December 2008 Questions & Answers


I am a married woman with a Business Administration degree from back in the eighties, no work experience and my husband's income was always our only source. Two kids at the age of 14 and 11. Few years ago, he lost his job and we had to live off the credit cards, went down the hall by 100k. Two years ago, he got a one year contract and we registered a company in his name and mine. The money was good and we managed to pay 40k of the loans, but he had also to apply for 25k RRSP loan to protect himself from the taxes. At the year end and when filing for the income tax, he is still supposed to pay $8000 and as a partner in the company, I am supposed to pay $17000 as I don't have no RRSP.

During the last couple of years, our marriage isn't going well at all. Few months ago, he found a job in the middle east area and he left. To make my story short, our present situation is: Our condo's value is $200,000, mortgage balance is $115,000, his RRSP loan for $25000, his tax to be paid $8000, my tax to be paid $17000, Credit Cards balance of $65000, in his name and mine, and he sends us the amount of $5000 on monthly basis. As I mentioned earlier, our marriage is going down the drain, and it has nothing to do with the financial problems. I got licensed in Life Insurance but my clients are very few till now. I am trying to find a part time job to help me find more clients.. What scares me the most is if he decided to stop sending me the money, I don't know what to do and where to go, and for the time being, I am the one facing the financial institutes and their phone calls and don't know what to do. Please help me.

Name withheld

Your situation is complex and you should seek advice from someone who can actually go over all the numbers with you. First off, his debt isn't your debt unless you have signed for it. So his tax debt isn't your responsibility, nor is his RSP loan. You should make a list of all the debt that is your responsibility and then see if that is manageable.
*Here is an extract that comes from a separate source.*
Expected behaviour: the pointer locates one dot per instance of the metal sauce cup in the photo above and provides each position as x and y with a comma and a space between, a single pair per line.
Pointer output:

If not, you should visit a trustee in bankruptcy. Your tax debt will not go away, but you could make the rest much easier to live with. And GET A JOB. It's fine to have a long-term career you're working on, but you have two children and yourself to feed. Get a job that covers all your monthly costs. Also get a cell phone and disconnect your home line.     


Gail, I receive a 3% annual raise from my employer.  I planned to increase my withholdings for my 401K from 6% to 9% with the raise.  With the stock market in trouble in the States right now, do you suggest I put the extra in a savings account or go ahead and make the change in my 401K?  My employer only matches up to 6% so the extra 3% would be un-matched.  Thanks so much!  I love your show!  


As long as you have an emergency fund, Traci, I’d keep going with the 401K. If you don’t have an emergency fund, use the extra money to build one first.


If I get an insurance policy in my name that pays to bury me and leave money to my 2 kids, and have my son and daughter as beneficiaries a good plan ? They would give me monthly payment in cash to pay for it until I die.

Name withheld

If the kids are paying the premium, why is there even a question? Unless you think they might knock you off for the dough.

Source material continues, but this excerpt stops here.